Starting this July, the Transport for London (TfL) will start tracking the phones of users who have Wi-Fi enabled on the London Underground’s network in an effort to better understand the travel conditions at the time. This will be enabled at 260 underground stations in London and will track users using the MAC address of their devices to see the routes these devices and their owners are taking to look for hints of congestion or delays.
“The depersonalized data collection, which will begin from 8 July 2019, will look to harness existing Wi-Fi connection data from more than 260 Wi-Fi enabled London Underground stations to understand how people navigate the network. This will then be used by TfL to provide better, more targeted information to its customers as they move around London, helping them better plan their route to avoid congestion and delays,” says TfL in an official statement.
But how does this system work? TfL calls this depersonalized data collection and will track the movement of phones to understand which routes are being used more at any given point of time. While TfL has the ticket purchase data as well, but this real-time data collection will allow it to respond quicker in case of unexpected delays at some point. The system has been developed in-house by TfL.
When a device such as a smartphone, laptop or tablet has Wi-Fi enabled, it will continually search for a Wi-Fi network by sending out a unique identifier known as a Media Access Control address. This is collected by nearby routers, which in this case will be installed in the London Underground stations.
But what about the inevitable privacy concerns? TfL takes pains to assure users that it will just be the MAC data of a device that will be tracked, and absolutely no browsing or historical data is collected from any devices. In fact, the MAC data will also be tokenized and replaced with another identifier, so that there is no tracing link back to the source device. At no point will the London Underground network ever connect with any user’s smartphone, tablet or laptop, and will also have absolutely no access to any data of any device. It will simply use the regular requests to connect, which every smart device sends out, to understand the movement of a phone and detect delays or congestion.
“While I am excited about the potential of this new dataset, I am equally mindful of the responsibility that comes with it. We take our customers' privacy extremely seriously and will not identify individuals from the Wi-Fi data collected. Transparency, privacy and ethics need to be at the forefront of data work in society and we recognise the trust that our customers place in us, and safeguarding our customers' data is absolutely fundamental,” says Lauren Sager Weinstein, Chief Data Officer at Transport for London.
“The transparency shown by TfL around the data collection taking place and the steps taken to make customers aware of its purpose is welcome and should be seen as an example for others. If we are to realise the full potential and value of real-time data, it is vital that we bring the public on this journey and build a culture of data trust and confidence,” says Sue Daley, Associate Director Technology & Innovation techUK.

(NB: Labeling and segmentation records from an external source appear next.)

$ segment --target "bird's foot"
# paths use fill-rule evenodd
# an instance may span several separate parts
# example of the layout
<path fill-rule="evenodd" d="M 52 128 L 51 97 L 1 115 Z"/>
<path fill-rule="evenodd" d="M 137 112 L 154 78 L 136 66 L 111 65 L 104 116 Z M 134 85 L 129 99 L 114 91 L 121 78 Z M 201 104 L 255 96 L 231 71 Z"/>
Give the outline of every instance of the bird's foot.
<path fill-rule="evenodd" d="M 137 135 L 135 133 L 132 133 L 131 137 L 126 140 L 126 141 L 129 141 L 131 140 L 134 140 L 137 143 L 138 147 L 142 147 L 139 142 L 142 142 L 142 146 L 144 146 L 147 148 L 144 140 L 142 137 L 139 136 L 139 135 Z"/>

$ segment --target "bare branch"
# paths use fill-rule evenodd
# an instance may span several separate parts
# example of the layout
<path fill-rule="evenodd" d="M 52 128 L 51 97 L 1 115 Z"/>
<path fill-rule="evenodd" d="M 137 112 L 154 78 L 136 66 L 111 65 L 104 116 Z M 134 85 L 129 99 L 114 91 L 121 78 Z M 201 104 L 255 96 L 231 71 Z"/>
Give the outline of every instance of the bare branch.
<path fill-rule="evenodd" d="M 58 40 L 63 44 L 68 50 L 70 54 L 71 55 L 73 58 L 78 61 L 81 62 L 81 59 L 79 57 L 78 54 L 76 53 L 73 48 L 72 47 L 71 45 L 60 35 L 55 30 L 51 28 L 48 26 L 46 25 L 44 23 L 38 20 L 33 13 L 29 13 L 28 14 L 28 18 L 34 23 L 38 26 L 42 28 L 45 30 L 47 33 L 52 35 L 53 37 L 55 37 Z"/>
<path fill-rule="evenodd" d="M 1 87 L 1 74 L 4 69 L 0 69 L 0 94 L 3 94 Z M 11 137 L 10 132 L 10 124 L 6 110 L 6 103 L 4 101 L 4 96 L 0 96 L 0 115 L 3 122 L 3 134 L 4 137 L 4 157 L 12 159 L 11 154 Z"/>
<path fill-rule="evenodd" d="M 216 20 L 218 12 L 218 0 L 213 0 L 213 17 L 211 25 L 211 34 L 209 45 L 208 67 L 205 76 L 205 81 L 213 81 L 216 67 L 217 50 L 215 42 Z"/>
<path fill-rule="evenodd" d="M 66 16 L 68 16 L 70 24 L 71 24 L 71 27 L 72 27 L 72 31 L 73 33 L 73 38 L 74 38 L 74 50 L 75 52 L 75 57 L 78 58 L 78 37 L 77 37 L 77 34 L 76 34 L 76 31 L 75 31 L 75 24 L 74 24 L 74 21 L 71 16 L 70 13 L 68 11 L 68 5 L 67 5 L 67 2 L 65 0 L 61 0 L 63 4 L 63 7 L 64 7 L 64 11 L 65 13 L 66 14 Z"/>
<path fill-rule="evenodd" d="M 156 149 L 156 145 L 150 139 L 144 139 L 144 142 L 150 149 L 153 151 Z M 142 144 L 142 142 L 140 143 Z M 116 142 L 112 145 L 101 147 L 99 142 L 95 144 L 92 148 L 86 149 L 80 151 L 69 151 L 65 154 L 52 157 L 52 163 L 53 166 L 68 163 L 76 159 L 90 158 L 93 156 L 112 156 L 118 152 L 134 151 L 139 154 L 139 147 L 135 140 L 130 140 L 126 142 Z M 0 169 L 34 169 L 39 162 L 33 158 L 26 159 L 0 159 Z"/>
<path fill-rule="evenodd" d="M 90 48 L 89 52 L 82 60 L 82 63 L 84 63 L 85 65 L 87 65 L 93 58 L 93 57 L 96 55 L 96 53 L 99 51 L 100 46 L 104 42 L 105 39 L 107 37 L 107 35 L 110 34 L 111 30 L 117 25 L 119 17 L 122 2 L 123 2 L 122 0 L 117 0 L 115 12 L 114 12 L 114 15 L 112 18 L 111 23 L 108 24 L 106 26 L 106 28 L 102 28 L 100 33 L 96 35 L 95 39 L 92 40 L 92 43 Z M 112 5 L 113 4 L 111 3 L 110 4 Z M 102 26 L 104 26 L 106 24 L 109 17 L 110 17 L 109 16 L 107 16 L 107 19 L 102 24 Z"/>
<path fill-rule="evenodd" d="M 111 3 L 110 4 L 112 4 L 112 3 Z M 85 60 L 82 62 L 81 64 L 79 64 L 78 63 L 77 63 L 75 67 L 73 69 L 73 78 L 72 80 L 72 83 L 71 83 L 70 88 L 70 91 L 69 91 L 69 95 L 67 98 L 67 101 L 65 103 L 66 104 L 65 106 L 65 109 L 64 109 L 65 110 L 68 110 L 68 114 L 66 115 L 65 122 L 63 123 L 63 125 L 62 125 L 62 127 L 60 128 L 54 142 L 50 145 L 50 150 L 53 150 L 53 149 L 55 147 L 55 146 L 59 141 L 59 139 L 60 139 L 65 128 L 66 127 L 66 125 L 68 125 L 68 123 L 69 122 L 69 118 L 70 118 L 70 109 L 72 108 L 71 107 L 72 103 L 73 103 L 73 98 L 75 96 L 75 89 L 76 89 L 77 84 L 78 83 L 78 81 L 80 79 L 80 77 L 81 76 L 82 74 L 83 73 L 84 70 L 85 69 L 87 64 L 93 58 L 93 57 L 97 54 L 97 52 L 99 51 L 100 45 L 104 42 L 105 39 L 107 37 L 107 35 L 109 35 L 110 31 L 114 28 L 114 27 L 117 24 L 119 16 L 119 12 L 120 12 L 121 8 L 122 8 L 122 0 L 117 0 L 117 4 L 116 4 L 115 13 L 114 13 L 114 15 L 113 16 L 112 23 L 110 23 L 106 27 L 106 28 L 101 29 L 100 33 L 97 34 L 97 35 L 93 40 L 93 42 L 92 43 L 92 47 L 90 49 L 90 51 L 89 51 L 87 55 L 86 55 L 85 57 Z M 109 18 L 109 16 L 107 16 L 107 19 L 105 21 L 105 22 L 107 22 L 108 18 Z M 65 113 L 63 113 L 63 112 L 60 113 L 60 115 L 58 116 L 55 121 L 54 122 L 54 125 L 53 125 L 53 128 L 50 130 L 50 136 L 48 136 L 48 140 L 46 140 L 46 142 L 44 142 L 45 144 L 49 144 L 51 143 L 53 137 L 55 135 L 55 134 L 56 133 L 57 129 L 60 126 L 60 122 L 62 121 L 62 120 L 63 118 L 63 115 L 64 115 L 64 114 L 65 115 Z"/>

In the year 2016, TfL did a trial which logged these Wi-Fi connection requests to log depersonalized data which was then analyzed by TfL's in-house analytics team to help understand where customers were at particular points of their journeys. The agency says that more than 509 million depersonalized pieces of data, were collected from 5.6 million mobile devices making around 42 million journeys. TfL says they could not have detected many of these results from the ticketing data for instance. One instance that TfL puts forward as an example is that London Underground users travelling between King's Cross St Pancras and Waterloo take at least 18 different routes, with around 40 per cent of customers not taking one of the two most popular routes.